Ugh, Another AI Thing

Silicon Valley’s Latest Clusterfuck: Virtual Worlds for Dumb Robots

Right. So apparently throwing enough money at the problem hasn’t made these AIs *actually* intelligent, so now they’re building ridiculously complex simulated worlds to try and teach them basic shit. Seriously? Like toddlers need playpens, but digital and costing millions. The whole premise is that if you give an AI agent a sufficiently detailed environment – think games, factories, even just… offices – it’ll somehow magically learn to *do* things without needing endless labeled datasets.

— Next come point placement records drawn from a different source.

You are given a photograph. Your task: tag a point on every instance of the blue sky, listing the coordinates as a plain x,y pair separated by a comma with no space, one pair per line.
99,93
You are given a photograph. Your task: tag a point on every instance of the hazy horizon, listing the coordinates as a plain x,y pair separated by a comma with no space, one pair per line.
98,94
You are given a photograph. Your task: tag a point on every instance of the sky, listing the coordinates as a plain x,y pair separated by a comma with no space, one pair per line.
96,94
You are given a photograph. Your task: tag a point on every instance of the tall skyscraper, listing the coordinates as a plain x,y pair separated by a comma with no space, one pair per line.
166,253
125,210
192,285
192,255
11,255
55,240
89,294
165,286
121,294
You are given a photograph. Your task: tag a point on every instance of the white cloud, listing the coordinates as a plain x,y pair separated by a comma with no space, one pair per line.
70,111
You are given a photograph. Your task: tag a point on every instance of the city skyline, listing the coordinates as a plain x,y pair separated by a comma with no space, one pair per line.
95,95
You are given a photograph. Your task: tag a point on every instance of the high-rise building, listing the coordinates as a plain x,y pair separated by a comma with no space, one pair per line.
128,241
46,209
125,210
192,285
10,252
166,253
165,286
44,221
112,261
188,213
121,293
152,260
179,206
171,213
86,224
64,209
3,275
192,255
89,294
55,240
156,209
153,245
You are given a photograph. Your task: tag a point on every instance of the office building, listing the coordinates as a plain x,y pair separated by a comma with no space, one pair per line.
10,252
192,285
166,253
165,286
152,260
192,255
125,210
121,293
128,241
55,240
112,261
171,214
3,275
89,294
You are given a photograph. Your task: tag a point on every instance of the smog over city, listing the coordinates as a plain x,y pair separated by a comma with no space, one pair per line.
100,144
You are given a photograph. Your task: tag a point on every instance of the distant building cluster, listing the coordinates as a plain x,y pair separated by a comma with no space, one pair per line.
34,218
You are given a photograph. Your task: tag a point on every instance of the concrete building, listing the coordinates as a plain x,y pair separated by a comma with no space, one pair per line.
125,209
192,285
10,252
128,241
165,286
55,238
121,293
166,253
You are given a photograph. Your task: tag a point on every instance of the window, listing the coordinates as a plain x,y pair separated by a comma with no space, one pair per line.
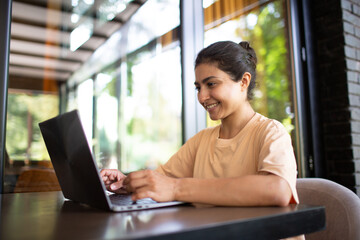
264,25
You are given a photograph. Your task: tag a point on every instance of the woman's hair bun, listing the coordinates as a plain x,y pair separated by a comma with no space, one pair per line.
245,45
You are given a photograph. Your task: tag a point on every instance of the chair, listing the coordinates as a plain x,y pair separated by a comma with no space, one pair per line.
342,208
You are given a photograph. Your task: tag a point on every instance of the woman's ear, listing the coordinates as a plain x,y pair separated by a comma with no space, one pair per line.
245,81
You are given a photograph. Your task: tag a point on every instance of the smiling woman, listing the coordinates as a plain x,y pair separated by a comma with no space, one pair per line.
245,150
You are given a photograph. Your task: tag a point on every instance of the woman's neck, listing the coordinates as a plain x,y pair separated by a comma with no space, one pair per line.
232,125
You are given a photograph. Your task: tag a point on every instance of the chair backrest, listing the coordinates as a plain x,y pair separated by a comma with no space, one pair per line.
342,208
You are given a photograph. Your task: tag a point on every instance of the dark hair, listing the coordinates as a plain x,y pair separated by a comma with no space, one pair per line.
232,58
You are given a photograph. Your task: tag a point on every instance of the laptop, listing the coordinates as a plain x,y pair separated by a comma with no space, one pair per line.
77,171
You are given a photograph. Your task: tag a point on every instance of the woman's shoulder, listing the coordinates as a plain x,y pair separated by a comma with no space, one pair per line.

Big names are involved, naturally: NVIDIA, Microsoft, and a bunch of venture capitalists throwing cash at the problem because they have no actual ideas. They’re talking about “general purpose agents” which is just marketing bullshit for “we haven’t figured out how to make this thing useful yet.” There’s talk of ‘foundational models’ being trained in these spaces, and then somehow transferred to real-world tasks. As if a robot learning to stack blocks in a perfect simulation translates to it not walking into a wall in your kitchen.

The article highlights companies like Covariant (robotics), Typeface (content creation) and others all trying this approach. It’s basically a desperate attempt to avoid the hard work of actual AI research, replacing it with more compute power and prettier graphics. And you know what? It probably won’t work. Or will be so limited as to be useless. But hey, at least someone is making money off it.

Honestly, I’m starting to think these people just like creating problems for themselves. It’s a self-licking ice cream cone of wasted resources and inflated egos.


Speaking of useless simulations… back in ’08, some bright spark thought it would be a good idea to simulate the entire network operations center *before* deploying a new routing protocol. Spent three weeks building this perfect digital replica, ran the simulation… and it crashed harder than a Windows server on a Friday afternoon. Turns out real-world packet loss doesn’t behave like their pretty little model predicted. Cost us a fortune in overtime and a lot of coffee. Don’t even get me started on the finger pointing.